How to Make your Training Last Throughout the Triathlon Season

I work with a log of triathletes who are always working on the balancing where they spend their time on the three disciplines. In that balance, swimming is usually the place where the least amount of time is spent. I would like to talk to those tris about getting over the hump.

I like to describe it as a speed hump in the pool.  If you never get in shape enough to get over the hump it will push you backwards all season.  If you, however, you get in shape enough during the early season, you can then lean back on it for the season.  This does not mean you can skip swimming for the season, but you will be able to retain the speed increase for several months. I regularly have swimmers drop five seconds per hundred yards after completing three weeks of base building.

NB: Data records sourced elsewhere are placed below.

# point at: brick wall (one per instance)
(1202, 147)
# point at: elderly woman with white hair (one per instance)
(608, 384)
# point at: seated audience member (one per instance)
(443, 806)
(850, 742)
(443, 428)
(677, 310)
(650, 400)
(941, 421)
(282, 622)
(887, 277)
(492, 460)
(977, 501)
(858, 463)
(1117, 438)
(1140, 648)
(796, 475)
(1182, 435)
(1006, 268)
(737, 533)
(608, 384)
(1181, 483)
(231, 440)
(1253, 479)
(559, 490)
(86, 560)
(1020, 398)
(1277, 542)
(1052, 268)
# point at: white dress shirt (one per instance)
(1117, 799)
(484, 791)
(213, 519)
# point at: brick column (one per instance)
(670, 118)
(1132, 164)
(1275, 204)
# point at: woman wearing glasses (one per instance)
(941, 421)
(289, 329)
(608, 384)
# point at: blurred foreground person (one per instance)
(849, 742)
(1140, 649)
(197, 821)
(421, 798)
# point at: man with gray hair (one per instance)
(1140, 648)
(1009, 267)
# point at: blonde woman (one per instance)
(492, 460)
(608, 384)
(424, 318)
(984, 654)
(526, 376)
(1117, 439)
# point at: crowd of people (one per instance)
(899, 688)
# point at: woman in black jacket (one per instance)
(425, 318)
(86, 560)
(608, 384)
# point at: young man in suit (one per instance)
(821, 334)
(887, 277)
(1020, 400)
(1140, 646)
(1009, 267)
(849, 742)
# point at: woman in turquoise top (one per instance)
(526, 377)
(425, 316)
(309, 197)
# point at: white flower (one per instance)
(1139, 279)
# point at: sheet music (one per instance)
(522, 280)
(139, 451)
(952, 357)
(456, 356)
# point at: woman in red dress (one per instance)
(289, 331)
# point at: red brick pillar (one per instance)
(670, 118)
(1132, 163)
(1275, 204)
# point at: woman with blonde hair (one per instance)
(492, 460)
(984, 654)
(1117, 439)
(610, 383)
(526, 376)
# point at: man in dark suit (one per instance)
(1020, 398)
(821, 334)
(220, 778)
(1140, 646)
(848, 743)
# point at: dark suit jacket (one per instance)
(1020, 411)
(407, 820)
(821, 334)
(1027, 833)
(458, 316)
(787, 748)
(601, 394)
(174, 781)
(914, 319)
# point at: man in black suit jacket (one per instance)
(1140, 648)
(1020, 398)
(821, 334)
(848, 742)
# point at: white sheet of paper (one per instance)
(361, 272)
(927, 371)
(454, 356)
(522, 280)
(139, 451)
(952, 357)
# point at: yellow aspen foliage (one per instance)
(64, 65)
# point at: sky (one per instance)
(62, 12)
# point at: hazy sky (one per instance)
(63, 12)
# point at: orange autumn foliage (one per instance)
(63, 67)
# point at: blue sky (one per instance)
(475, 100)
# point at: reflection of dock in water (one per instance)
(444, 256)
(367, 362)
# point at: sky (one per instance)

Many a tri-athlete is on break, or just back from break. Once you climb back in the pool, start by getting in some baseline swimming. Feel your stroke, and get back to your normal workouts.  This can take three weeks or more.  Once you are near your workout normal then start upping your yardage. For a minimum of three-weeks increase your frequency to a no less than four swims a week. At the same time increase the distance of your main set, while keeping it on your base interval. Staying on a short rest interval is an important part of building your distance. Don’t drop the interval for a rest interval.

Using this base-building concept, you will get a strong aerobic swimming base you can ride for several months of swimming only two-to-three days a week.  I suggest doing this twice during your preseason training and then backing off to spend more time on running and biking, as well as in the weight room and on core.